Kisah Inspiratif 2 Guru Membantu Anak Lamban Membaca di Perbatasan

Kompas.com - 08/12/2018, 13:37 WIB
Zuliawati Ninggsih, Guru SDN 004 Malinau Kota, Kabupaten Malinau membimbing anak yang lamban membaca dengan menggunakan kartu huruf. Penggunaan metode ini dinilai berhasil membantu anak lebih cepat membaca.Dok. Inovasi Kaltara Zuliawati Ninggsih, Guru SDN 004 Malinau Kota, Kabupaten Malinau membimbing anak yang lamban membaca dengan menggunakan kartu huruf. Penggunaan metode ini dinilai berhasil membantu anak lebih cepat membaca.

KOMPAS.com - Tawa dan canda anak pecah di sudut ruang. Mereka asik bermain bermain kartu huruf bersama guru. Permainan ini mereka lakukan sepulang jam sekolah.

Inilah cara Zuliawati Ningsih dan Elok Tri Lestari membantu anak-anak lamban membaca agar segera terampil. Mereka menyediakan layanan dari tapal batas negeri, agar anak bangsa bisa membangun mimpi masa depannya.

Zuliawati Ninggsih (32 tahun) terlihat sibuk menunjukkan berbagai kartu bergambar. Ia sedang melakukan tes kemampuan membaca kepada anak-anak di kelasnya.

Dengan menunjukkan karta bergambar binatang atau buah-buahan ditempeli nama huruf depan atau nama dari buah dan binatang tersebut, Zuliawati mengidentifikasi level kemampuan membaca anak-anak di awal tahun pembelajaran.

Mendapat bantuan khusus

Zuliawati sudah 7 tahun menjadi guru. Dia mengajar di Kabupaten Malinau. Daerah ini berbatasan langsung Serawak, Malaysia. Sejak jadi guru, Zuliawati ditugaskan mengajar di kelas awal.

Zuliawati merancang alat sederhana untuk mendeteksi kemampuan membaca anak. Alat itu berupa kartu huruf dan kata. Ide itu Ia dapat setelah mendapat berbagai pelatihan literasi kelas awal.

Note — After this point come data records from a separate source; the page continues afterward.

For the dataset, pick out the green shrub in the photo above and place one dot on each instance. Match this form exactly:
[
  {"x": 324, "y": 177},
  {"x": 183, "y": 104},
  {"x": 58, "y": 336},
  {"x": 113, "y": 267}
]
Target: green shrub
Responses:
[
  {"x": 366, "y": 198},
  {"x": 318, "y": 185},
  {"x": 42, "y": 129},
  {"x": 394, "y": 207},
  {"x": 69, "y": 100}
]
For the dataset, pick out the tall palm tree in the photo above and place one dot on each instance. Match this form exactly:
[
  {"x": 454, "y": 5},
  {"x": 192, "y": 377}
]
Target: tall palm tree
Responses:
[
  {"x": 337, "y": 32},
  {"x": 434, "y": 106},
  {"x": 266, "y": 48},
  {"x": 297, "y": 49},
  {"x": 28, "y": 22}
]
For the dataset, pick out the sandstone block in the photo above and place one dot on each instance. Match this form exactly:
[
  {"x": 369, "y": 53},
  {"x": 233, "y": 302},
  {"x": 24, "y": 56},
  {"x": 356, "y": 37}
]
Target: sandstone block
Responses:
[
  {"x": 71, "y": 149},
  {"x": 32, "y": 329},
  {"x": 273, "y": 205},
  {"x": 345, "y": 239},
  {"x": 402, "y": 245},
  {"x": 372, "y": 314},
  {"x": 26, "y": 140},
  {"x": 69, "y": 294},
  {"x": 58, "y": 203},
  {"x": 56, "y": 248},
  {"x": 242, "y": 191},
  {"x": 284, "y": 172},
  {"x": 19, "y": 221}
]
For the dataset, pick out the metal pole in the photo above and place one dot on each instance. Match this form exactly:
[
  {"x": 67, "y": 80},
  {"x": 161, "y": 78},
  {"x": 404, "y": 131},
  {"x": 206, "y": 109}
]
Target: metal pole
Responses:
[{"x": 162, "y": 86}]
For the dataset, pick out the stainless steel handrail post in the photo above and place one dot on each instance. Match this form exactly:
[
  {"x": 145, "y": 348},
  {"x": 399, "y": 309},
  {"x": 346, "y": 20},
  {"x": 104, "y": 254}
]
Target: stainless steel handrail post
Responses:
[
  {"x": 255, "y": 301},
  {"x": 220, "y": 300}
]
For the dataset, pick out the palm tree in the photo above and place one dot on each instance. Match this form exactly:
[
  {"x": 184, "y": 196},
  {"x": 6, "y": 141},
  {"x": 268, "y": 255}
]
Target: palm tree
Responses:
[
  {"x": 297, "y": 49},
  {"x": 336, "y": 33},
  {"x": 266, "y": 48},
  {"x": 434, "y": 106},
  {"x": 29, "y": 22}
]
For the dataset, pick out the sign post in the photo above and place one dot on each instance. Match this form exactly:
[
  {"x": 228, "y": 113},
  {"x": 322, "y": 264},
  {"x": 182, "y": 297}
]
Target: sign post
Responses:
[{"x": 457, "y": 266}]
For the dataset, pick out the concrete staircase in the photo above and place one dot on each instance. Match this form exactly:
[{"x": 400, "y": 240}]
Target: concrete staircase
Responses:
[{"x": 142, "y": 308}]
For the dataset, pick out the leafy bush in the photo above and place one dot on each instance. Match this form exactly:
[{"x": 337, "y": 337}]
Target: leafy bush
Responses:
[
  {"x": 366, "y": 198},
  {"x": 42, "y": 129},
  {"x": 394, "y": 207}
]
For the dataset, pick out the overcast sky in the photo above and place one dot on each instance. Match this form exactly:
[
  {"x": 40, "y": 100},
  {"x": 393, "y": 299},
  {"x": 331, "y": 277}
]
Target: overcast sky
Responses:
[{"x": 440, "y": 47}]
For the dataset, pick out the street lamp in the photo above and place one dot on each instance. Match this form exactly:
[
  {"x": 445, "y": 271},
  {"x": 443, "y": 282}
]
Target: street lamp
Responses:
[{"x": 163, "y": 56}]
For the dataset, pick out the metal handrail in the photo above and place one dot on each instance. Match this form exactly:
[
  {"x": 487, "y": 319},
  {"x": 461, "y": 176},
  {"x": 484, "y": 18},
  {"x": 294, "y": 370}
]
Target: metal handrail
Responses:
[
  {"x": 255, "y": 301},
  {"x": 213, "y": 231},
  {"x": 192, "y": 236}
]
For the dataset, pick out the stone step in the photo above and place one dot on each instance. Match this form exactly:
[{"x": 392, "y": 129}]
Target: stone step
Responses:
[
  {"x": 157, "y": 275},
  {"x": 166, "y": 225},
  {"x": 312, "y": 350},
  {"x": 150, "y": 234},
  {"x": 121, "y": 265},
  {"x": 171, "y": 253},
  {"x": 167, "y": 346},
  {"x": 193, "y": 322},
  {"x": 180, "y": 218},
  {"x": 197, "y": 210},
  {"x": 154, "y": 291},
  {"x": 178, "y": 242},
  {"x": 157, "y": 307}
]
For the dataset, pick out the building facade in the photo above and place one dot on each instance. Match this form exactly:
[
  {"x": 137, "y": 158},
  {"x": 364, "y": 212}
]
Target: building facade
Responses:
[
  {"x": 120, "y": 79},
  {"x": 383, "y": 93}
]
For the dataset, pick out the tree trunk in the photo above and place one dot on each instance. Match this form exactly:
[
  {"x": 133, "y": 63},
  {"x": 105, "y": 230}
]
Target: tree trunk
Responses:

”Satu-persatu anak yang baru masuk sekolah, saya minta membaca kartu huruf dan kartu kata. Dari sana saya bisa mengindentifikasi mana anak yang butuh bimbingan khusus,” terangnya.

Baca juga: Kaltara, Kawal Tapal Batas Indonesia lewat Kolaborasi Literasi

Ia membimbing anak-anak di kelasnya sesuai dengan kemampuan membaca yang didapatnya dari tes bermain kartu tersebut.

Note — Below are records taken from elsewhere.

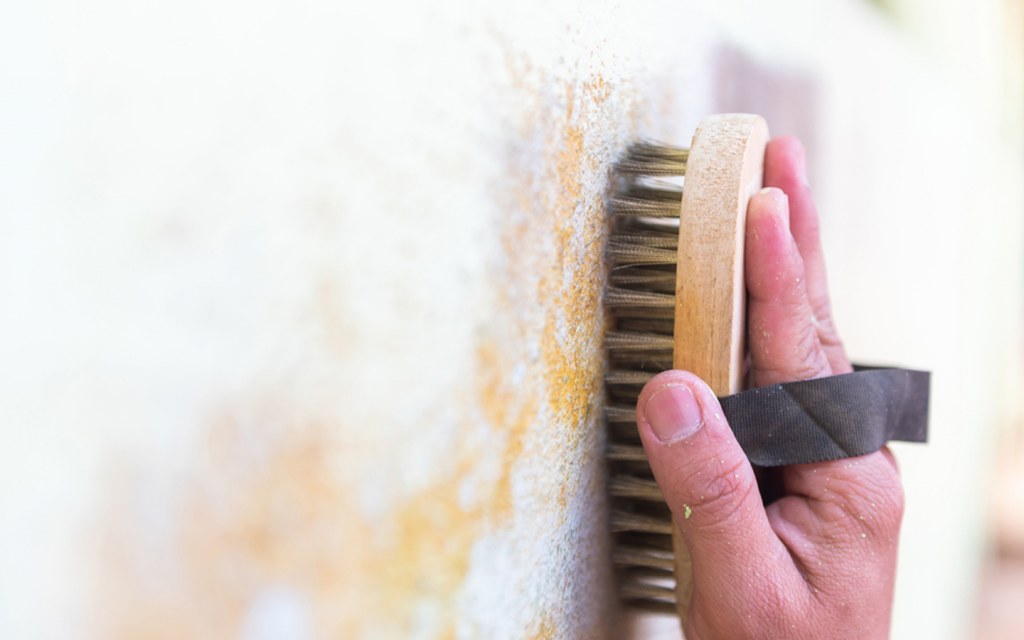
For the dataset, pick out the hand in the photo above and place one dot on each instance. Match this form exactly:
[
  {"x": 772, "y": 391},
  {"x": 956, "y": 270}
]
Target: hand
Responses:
[{"x": 819, "y": 561}]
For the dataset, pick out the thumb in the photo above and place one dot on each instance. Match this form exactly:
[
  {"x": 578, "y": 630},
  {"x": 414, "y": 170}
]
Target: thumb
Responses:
[{"x": 709, "y": 484}]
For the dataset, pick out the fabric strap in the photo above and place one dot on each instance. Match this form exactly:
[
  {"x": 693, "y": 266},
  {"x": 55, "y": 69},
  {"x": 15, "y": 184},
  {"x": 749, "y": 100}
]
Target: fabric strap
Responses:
[{"x": 829, "y": 418}]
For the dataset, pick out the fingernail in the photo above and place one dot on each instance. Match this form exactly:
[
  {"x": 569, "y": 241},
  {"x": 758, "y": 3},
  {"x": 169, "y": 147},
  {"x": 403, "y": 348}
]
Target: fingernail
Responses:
[{"x": 673, "y": 413}]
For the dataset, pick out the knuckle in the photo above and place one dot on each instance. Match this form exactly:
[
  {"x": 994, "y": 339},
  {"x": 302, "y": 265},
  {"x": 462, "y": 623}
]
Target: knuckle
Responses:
[
  {"x": 719, "y": 489},
  {"x": 877, "y": 501}
]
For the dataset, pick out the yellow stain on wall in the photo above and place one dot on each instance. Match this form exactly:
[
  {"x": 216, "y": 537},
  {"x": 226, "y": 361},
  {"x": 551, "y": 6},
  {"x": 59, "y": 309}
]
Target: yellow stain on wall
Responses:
[{"x": 266, "y": 501}]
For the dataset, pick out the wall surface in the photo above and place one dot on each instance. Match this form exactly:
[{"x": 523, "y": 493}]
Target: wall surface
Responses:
[{"x": 302, "y": 330}]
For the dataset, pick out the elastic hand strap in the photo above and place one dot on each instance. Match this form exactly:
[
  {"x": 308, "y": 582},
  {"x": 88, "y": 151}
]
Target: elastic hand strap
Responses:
[{"x": 829, "y": 418}]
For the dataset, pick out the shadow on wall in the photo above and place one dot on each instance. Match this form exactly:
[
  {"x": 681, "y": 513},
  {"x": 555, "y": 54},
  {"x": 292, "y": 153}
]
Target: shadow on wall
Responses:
[{"x": 787, "y": 98}]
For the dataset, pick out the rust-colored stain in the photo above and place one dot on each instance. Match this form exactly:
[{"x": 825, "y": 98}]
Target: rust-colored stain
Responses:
[{"x": 267, "y": 498}]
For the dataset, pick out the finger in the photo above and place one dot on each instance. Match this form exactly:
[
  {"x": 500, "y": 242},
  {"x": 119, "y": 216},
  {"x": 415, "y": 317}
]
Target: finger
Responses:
[
  {"x": 853, "y": 505},
  {"x": 709, "y": 484},
  {"x": 781, "y": 328},
  {"x": 785, "y": 168}
]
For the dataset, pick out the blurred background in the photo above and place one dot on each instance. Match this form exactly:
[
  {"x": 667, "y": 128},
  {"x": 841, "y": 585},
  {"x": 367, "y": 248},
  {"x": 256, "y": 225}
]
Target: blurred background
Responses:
[{"x": 301, "y": 302}]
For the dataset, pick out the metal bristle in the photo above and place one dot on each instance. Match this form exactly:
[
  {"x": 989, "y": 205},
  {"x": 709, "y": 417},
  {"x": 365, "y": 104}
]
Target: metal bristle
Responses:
[
  {"x": 652, "y": 159},
  {"x": 642, "y": 251}
]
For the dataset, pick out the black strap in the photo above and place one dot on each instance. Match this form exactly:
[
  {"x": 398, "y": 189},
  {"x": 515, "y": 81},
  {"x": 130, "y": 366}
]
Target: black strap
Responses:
[{"x": 829, "y": 418}]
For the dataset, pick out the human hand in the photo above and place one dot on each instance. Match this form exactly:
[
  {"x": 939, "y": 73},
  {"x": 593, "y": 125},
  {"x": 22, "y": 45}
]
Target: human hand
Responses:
[{"x": 819, "y": 561}]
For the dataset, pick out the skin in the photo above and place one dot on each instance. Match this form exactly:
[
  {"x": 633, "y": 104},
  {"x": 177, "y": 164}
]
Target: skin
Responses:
[{"x": 819, "y": 560}]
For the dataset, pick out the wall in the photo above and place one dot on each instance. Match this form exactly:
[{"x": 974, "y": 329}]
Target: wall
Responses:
[{"x": 302, "y": 324}]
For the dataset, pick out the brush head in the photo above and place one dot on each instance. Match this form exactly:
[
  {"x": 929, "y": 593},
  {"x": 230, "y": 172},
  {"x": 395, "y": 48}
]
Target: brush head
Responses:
[{"x": 642, "y": 250}]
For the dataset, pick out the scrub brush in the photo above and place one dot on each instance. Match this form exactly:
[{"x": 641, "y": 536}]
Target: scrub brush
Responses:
[{"x": 676, "y": 298}]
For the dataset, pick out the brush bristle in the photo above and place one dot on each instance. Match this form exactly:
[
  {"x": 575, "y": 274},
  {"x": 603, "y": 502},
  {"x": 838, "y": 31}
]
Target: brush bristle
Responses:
[{"x": 642, "y": 251}]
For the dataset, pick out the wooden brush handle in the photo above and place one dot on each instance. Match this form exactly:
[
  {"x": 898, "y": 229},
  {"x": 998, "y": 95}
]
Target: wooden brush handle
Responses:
[{"x": 725, "y": 168}]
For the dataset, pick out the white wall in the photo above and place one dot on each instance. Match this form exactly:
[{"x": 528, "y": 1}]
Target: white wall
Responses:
[{"x": 301, "y": 328}]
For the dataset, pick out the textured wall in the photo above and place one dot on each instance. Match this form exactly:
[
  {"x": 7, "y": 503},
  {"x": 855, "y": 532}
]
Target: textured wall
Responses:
[{"x": 302, "y": 325}]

“Anak yang belum mengenal huruf tidak bisa diajari mengeja. Jadi saya ajari mereka mengenal huruf dulu. Sementara anak-anak yang sudah belajar mengeja saya sodori kartu-kartu bergambar yang berisi kata,” ujarnya.

Zuliawati sadar betul, anak-anak belum bisa membaca itu harus mendapat bantuan khusus. Ia tidak bisa hanya mengandalkan jam pembelajaran.

Sudut baca tumbuhkan minat

 

Ia juga menemukan beberapa orangtua siswa tidak bisa membaca. Sehingga tidak mungkin Ia mengandalkan orangtua sepenuhnya untuk membantu anak membaca. “Saya harus meluangkan waktu tambahan untuk membantu anak-anak ini,” tukas lulusan pendidikan guru sekolah dasar (PGSD).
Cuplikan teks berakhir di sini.